Re: RARA-AVIS: Re: The Long Goodbye

From: Terrill Lankford ( lankford2000@earthlink.net)
Date: 09 Feb 2007


-----Original Message-----
>From: jimdohertyjr < jimdohertyjr@yahoo.com>
>Sent: Feb 9, 2007 7:27 PM
>To: rara-avis-l@yahoogroups.com
>Subject: RARA-AVIS: Re: The Long Goodbye
>

>What I did say is that a filmmaker making a movie based on source
>material from another medium owes some fidelity to that source
>material.

That's just not true. In the real world of books and film, the only thing a filmmaker owes a novelist is a contract and a check. If the movie made breaks with the spirit of the contract, the author (or his estate) is free to sue the filmmakers afterwards - as is happening right now with Clive Cussler. But few, if any, producers would have given any novelist the kind of control Cussler had over SAHARA. I'm sure there was nothing in the Long Goodbye contracts that promised absolute (or any, for that matter) fidelity to the source material. The cost of the rights for a book are miniscule compared to the cost of making and marketing a motion picture.

It is a "seller beware" situation.
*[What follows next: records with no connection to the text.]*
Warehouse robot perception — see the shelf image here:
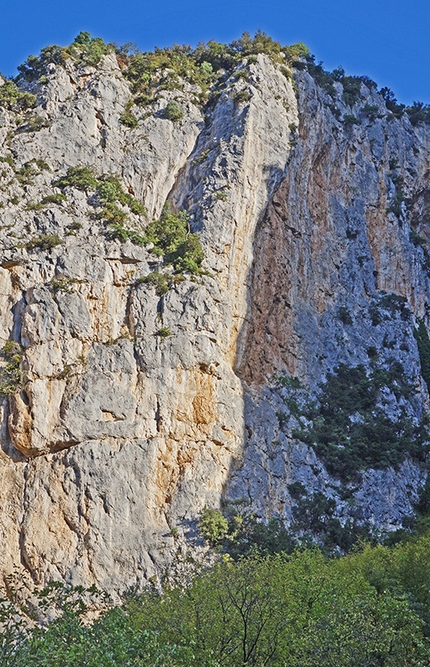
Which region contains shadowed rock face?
[0,55,430,590]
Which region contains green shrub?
[53,166,98,192]
[138,271,170,296]
[379,87,405,118]
[96,176,146,215]
[18,114,51,132]
[404,101,430,127]
[0,79,36,111]
[154,327,173,339]
[198,507,228,546]
[361,104,379,122]
[293,361,429,482]
[164,100,184,123]
[0,155,15,169]
[25,234,63,250]
[342,114,360,127]
[337,306,352,324]
[41,192,67,206]
[67,32,115,66]
[145,206,204,273]
[0,340,23,396]
[119,111,139,129]
[233,90,251,104]
[414,320,430,391]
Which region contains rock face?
[0,47,430,590]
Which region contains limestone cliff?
[0,39,430,589]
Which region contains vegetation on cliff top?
[4,30,430,128]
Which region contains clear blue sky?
[0,0,430,103]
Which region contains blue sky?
[0,0,430,103]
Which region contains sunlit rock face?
[0,48,430,590]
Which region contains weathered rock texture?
[0,48,430,589]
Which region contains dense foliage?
[0,534,430,667]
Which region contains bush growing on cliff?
[293,361,430,482]
[145,206,204,273]
[0,340,23,396]
[414,320,430,391]
[18,32,115,82]
[164,100,184,123]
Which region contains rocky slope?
[0,37,430,589]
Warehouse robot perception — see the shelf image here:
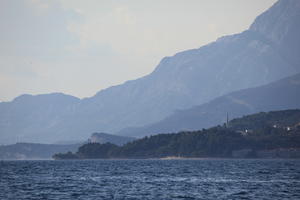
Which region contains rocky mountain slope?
[0,0,300,143]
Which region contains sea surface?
[0,159,300,200]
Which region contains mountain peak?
[250,0,300,44]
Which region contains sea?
[0,159,300,200]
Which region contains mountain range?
[0,0,300,144]
[117,74,300,137]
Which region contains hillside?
[89,133,135,145]
[0,0,300,143]
[117,74,300,137]
[54,110,300,159]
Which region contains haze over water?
[0,159,300,200]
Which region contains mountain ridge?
[0,0,300,143]
[116,73,300,137]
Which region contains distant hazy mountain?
[0,0,300,143]
[0,93,80,144]
[0,143,82,160]
[118,74,300,137]
[90,133,135,145]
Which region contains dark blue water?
[0,160,300,200]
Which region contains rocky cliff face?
[0,0,300,142]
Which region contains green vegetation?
[53,110,300,159]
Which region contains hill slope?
[54,110,300,159]
[0,0,300,143]
[118,74,300,137]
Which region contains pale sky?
[0,0,276,101]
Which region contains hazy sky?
[0,0,276,101]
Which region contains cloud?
[0,0,275,100]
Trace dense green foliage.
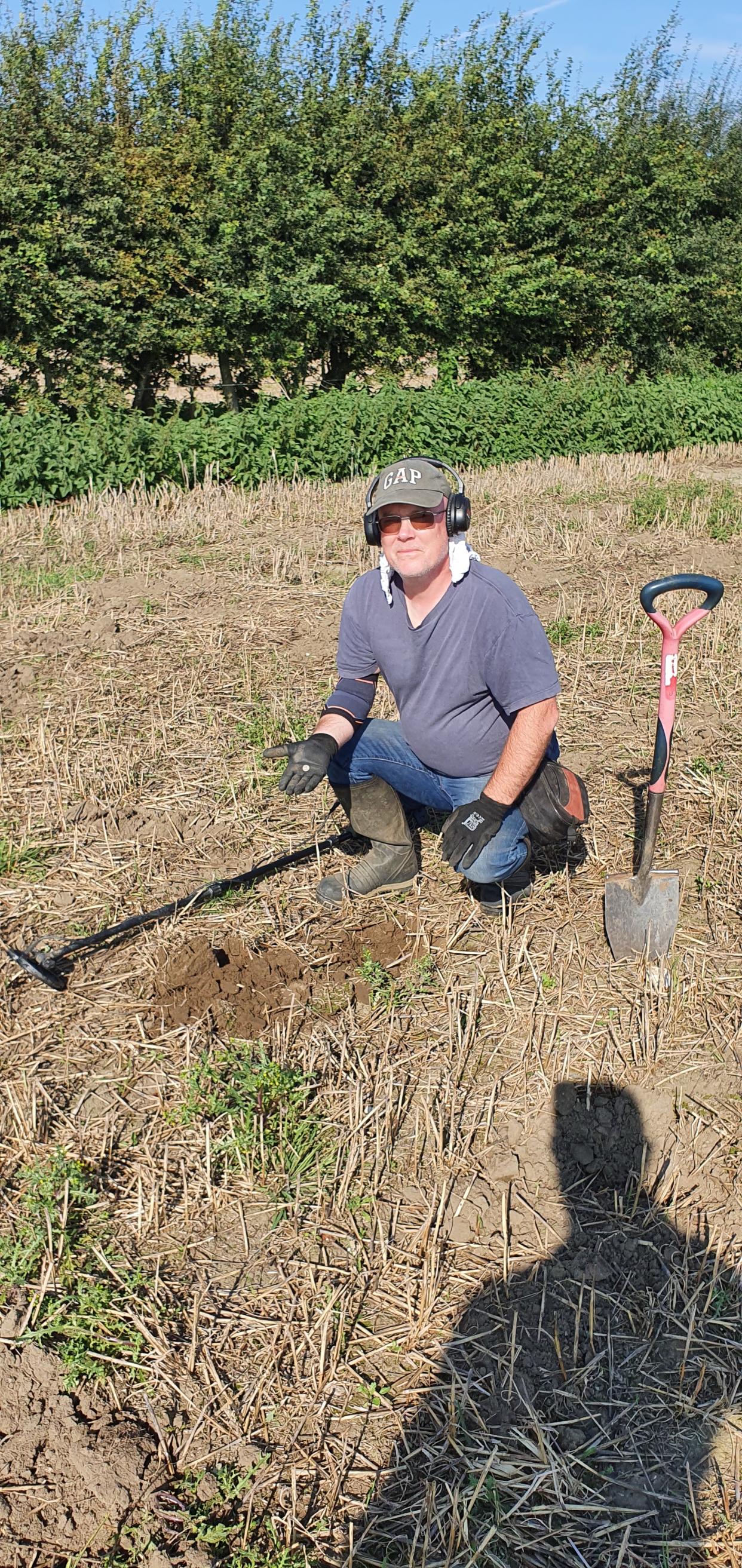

Anybody out there who wants to protect their books from the shame of "misadaption" should just turn down that filthy money when the producers come calling. And they should leave instructions with their executors that they never want Hollywood ruining their good name after they are dead as well.

 If he has contempt for the material, why make the movie?
>Why not make a movie from an original screenplay that he believes
>in? Or make a movie from a novel/play/whatever that he believes in?
>Why make a movie based on a novel he has contempt for, by a novelist
>he has contempt for, featuring a character he has contempt for?

Maybe he has something to say about all of that as well. Who said all art must be generated out of respect?

(And for the record, I believe you are putting a lot of words in Altman's mouth.)

>
>The film may be good or bad depending on the skill of the director,
>cast, and crew, but that's not the point.
>

I beg to differ. That IS the point exactly.

>The point is what the filmmaker owes to the originator of the
>material, and for members of a list devoted to the work of people
>like Chandler to defend as meretricious a piece of crap as Altman's
>film on the basis that "It's good in its own right, and, anyway we
>can't really expect a director like Altman to do a faithful version
>of Chandler and have to judge it on its own merits," quite frankly
>mystifies me.
>

As does your opinion to anyone sitting on the other side of the aisle, Jim.

I've said it before and I'll say it again. I like both the book and the movie, but for completely different reasons. I'm not sure why they can't co-exist in our universe, but hell, I'm just vacationing here anyway.